SAN ANTONIO — A local politician is getting involved after nearly 500 inmates at the Dominguez State Jail on the city's west side tested positive for coronavirus.
The prison sits inside Texas House District 117, represented by democratic State Rep. Philip Cortez. Cortez said he learned of the outbreak at the prison from a KENS 5 news report featuring families of inmates at the prison sharing their concerns.
"The percentage of the population that have it right now in Dominguez is unacceptable," Cortez said.
Currently, nearly 500 inmates have tested positive for the virus and one inmate died after contracting the virus. Families with loved ones at the state jail said they are relying on handwritten letters for updates on their health and living conditions because calls have been restricted due to a lockdown at the detention facility and because visitation has been suspended since March.
"That's very hard for me to deal with because we don't know when we're gonna see him again," said Jamie Hernandez, whose husband is serving a 10-year sentence for drug charges. "We don't know when he's gonna be able to call."
Reports of the outbreak and phone restrictions concerned Cortez, who said he contacted the executive director of the Texas Department of Criminal Justice this week to ask for answers.
"One action item is stronger communication lines with me, but also more importantly, with the loved ones and family members of those inmates that are currently battling coronavirus, there in Dominguez," Cortez said. "That's the most important thing."
Cortez said the executive director has agreed to provide his office with weekly briefings about the situation at the prison, including whether inmates are in intensive care or on ventilators. He added that TDCJ officials said they would look into their policy on phone calls during lockdowns.
Cortez said while he believes TDCJ is taking the virus seriously, he encourages families with concerns about their loved ones serving time at Dominguez State Jail to contact his office.
"We will continue to work with any family member that contacts our office," Cortez said. "We ask them to call our office if there's something we can do to address any of their loved ones or any other inmates concerns."

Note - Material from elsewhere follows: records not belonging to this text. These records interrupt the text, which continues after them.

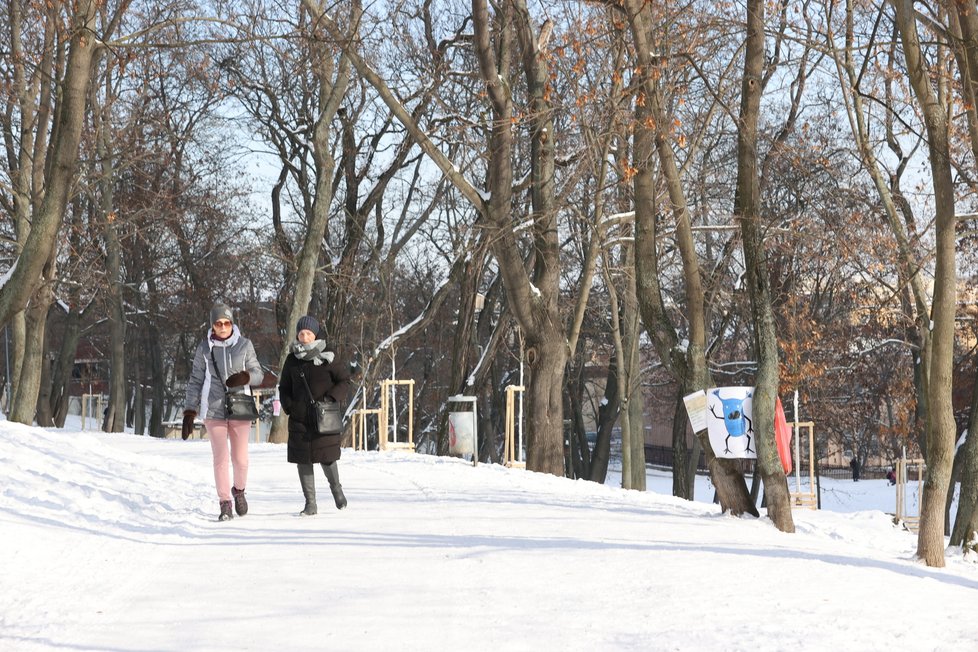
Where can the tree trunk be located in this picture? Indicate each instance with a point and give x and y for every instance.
(682, 485)
(546, 359)
(939, 428)
(28, 386)
(687, 367)
(114, 419)
(747, 208)
(63, 158)
(963, 530)
(332, 89)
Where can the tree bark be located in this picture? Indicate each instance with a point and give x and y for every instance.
(939, 427)
(63, 158)
(747, 208)
(332, 88)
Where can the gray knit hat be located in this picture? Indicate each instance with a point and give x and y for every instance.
(221, 311)
(307, 323)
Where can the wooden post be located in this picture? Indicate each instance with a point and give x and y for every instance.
(808, 498)
(510, 453)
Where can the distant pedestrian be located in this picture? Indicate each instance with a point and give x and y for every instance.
(312, 372)
(224, 361)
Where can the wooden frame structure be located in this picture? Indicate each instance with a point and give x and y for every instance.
(510, 446)
(384, 440)
(383, 419)
(86, 400)
(911, 522)
(808, 498)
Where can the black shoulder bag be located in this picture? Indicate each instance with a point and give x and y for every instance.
(238, 406)
(329, 417)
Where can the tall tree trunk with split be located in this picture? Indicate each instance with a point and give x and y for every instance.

Families of those incarcerated at Dominguez State Jail said they are also concerned over the triple digit temperatures in San Antonio, noting that their loved ones are often without AC.
Cortez said when he last toured the detention center, it was not fully outfitted with air conditioning.
"These 104 temperatures that we're expecting over the weekend, I wouldn't want any person to be dealing with that here in Texas," Cortez said. "And so, yes, I would advocate and support ensuring that all of Dominguez has something as basic as air conditioning."
Relatives of those incarcerated at the facility said while they planned on protesting outside of the detention center to demand better conditions and communication, they ultimately decided against it out of fear of making things worse for their loved ones.
"There is a rule of law in place to punish those that have committed crimes," Cortez said. "However, that doesn't make them any less of a human being."